W kolejnym dniu anonimowy autor „analizy” przyznaje się do błędu i w dodatku bezceremonialnie oświadcza, iż był nietrzeźwy, gdy brał się za symulację statystyczną. Pomimo oczywistej kompromitacji, Giertych nie wycofuje się ze swojej teorii spiskowej, a w pewnym momencie dołącza do niego sam Donald Tusk, w klasycznym dla siebie „stylu”, czyli serią prowokujących wypowiedzi i publikacji na portalu „X”. Jednak tym razem Tusk nie staje się panem sytuacji, ale zbiera nieprawdopodobne baty prawie ze wszystkich stron, z wyłączeniem najbardziej radykalnych wyborców Koalicji Obywatelskiej skupionej wokół Romana Giertycha. Po reakcji opinii publicznej Donald Tusk wycofuje się z ostrego przekazu, ale jego rolę przejmuje Adam Bodnar, który ma coraz gorsze noty wśród elektoratu „koalicji 13 grudnia”, a do tego obawia się Romana Giertycha i utraty stanowiska ministerialnego.

Adam Bodnar zaczyna blefować i jednocześnie sabotować pracę Izby SN na różnych polach. Domaga się kopii wszystkich protestów wyborczych, co oczywiście wymaga gigantycznej pracy pracowników sądu i grozi obstrukcją, przy bardzo napiętym terminie publikacji uchwały. Po odmowie przez SE, Bodnar „straszy”, iż Prokuratura Krajowa może przejąć liczenie głosów w komisjach, poprzez wszczęcie postępowania w związku z rzekomymi oszustwami wyborczymi. Na Izbie Nadzwyczajnej Kontroli i Spraw Publicznych ponownie nie robi to najmniejszego wrażenia, a presja ze strony wyborców i Giertycha rośnie. W odpowiedzi Bodnar wykonuje pozorowane i ograniczone ruchy, bo inaczej wszczęcia 6 postępowań w sprawie 6 komisji, gdzie odnotowano nieprawidłowości, nazwać nie sposób.

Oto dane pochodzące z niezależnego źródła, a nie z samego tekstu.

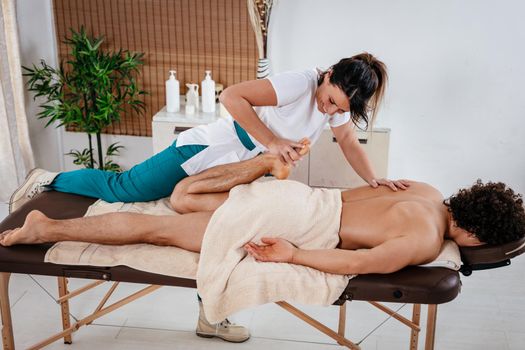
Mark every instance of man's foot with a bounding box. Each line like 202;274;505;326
9;168;59;214
265;154;290;180
297;137;311;156
265;138;311;180
0;210;50;246
196;300;250;343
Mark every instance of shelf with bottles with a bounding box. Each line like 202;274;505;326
152;100;225;126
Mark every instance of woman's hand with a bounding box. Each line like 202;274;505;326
267;137;306;166
244;237;297;263
368;178;411;191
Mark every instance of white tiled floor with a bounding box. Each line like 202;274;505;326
1;202;525;349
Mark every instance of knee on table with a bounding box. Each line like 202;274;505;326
170;181;192;214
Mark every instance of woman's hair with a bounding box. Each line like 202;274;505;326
318;52;388;129
444;180;525;245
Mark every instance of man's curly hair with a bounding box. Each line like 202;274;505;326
444;180;525;245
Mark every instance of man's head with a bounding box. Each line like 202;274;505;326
316;52;388;129
444;180;525;246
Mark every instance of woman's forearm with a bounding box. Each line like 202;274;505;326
220;81;279;148
341;138;377;184
220;80;306;163
222;95;276;147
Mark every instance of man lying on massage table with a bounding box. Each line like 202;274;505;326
1;153;524;339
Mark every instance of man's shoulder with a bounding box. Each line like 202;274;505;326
404;181;444;201
395;199;445;254
392;200;437;224
388;206;443;263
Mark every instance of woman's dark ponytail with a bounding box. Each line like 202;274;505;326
328;53;388;129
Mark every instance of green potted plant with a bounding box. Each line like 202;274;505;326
23;27;146;171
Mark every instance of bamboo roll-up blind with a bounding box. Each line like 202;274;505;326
53;0;258;136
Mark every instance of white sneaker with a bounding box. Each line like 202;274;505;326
195;300;250;343
9;168;59;214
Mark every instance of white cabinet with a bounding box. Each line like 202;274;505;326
152;107;389;189
288;128;390;189
151;106;220;154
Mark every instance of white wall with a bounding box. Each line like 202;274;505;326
16;0;61;171
269;0;525;196
17;0;525;196
60;133;152;172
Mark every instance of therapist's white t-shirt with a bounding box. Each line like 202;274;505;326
176;69;350;175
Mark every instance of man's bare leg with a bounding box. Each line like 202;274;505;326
171;154;280;213
171;140;310;213
186;138;311;194
0;209;211;252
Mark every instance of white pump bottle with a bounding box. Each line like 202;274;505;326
166;70;180;113
201;70;216;113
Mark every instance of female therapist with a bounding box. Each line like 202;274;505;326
10;52;407;213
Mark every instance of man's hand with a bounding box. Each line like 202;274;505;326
267;137;305;166
244;237;297;263
368;178;411;191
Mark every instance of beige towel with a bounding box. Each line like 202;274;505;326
197;180;352;323
422;240;462;270
45;198;199;279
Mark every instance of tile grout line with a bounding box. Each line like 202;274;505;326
9;290;28;309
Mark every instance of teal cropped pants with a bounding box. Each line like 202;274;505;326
50;140;207;203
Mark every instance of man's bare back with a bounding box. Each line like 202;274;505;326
340;183;447;250
336;182;448;269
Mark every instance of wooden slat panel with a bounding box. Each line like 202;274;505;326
53;0;258;137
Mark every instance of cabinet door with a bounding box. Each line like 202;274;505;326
152;122;194;154
152;121;176;154
309;129;389;188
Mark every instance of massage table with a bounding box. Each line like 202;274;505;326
0;191;523;350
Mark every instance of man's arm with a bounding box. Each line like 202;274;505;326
244;235;439;275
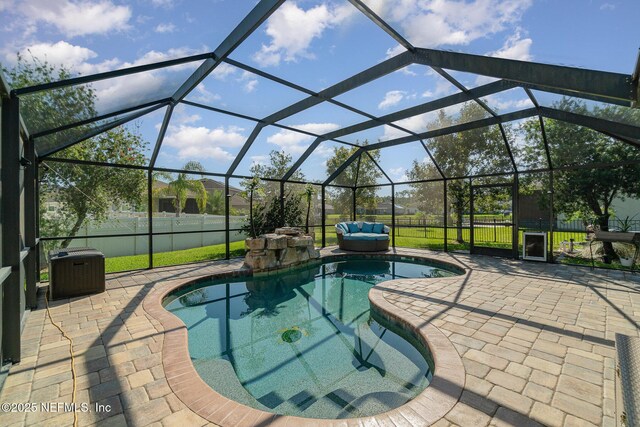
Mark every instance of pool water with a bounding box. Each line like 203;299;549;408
163;257;459;419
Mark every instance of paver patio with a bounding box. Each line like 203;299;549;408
0;247;638;427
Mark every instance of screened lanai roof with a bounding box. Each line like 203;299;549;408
10;0;640;186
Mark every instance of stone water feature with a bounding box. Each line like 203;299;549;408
244;227;320;271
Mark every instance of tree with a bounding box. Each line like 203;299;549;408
153;161;208;217
240;150;306;236
6;55;149;249
243;176;262;238
303;183;316;232
325;142;382;218
249;150;305;182
406;159;443;218
422;102;511;242
206;189;225;215
523;98;640;261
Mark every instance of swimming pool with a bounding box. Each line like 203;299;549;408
163;256;462;419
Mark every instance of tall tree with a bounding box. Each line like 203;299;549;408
153;161;208;216
523;98;640;261
422;102;512;242
6;55;149;249
325;142;382;218
406;159;443;218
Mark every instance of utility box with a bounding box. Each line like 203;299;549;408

Nie trudno się domyślić, iż takie pozorowane ruchy irytują zwolenników Romana Giertycha, którzy domagają się konkretnych działań. Minister Sprawiedliwości i Prokurator Generalny reaguje kolejnym blefem i składa wniosek do SN o przeliczenie głosów w ponad 1400 komisjach, wskazanych w proteście nowej gwiazdy ze stajni Giertycha, nijakiego Krzysztofa Kontka. Wniosek ten z natury rzeczy jest czystą asekuracją, nie mającą nic wspólnego z wcześniejszymi buńczucznymi zapowiedziami, ponadto jest całkowicie bezprzedmiotowy, ponieważ wcześniej SN odrzucił protest Kontka z przyczyn formalnych. W tych okolicznościach Adam Bodnar niemal wprost przyznał, iż nie podejmie ryzyka, jakim byłoby wszczęcie postępowania w sprawie wszystkich komisji i przejęcie głosów złożonych do depozytów.

W kontekście rekonstrukcji rządu notowania Adama Bodnara spadły bardzo nisko i presja ze strony twardego elektoratu Koalicji Obywatelskiej jest coraz większa, aby tego ministra zdymisjonować i to w pierwszej kolejności. Tym sposobem Bodnar znalazł się w potrzasku, bo z jednej strony cisną go wyborcy, natomiast z drugiej perspektywa dożywotniego więzienia za naruszenie art. 127 k.k., który mówi o zamachu stanu. Jakby tego było mało, to koalicjanci z Szymonem Hołownią na czele, zupełnie się odcinają od radykalnych pomysłów, za które grożą wyjątkowo wysokie kary pozbawienia wolności. Bodnarowi pozostaje liczyć tylko na to, iż Donald Tusk nie będzie chciał go wymienić na Giertycha, o czym się mówi od dawna, bo jest to zamiana odstraszająca niemal cały elektorat centrowy. I to by było na tyle, jeżeli chodzi o plany rewolucyjne ekipy rządzącej.

Nie wierzymy nikomu, nie wierzymy w nic! Patrzymy na fakty i wyciągamy wnioski!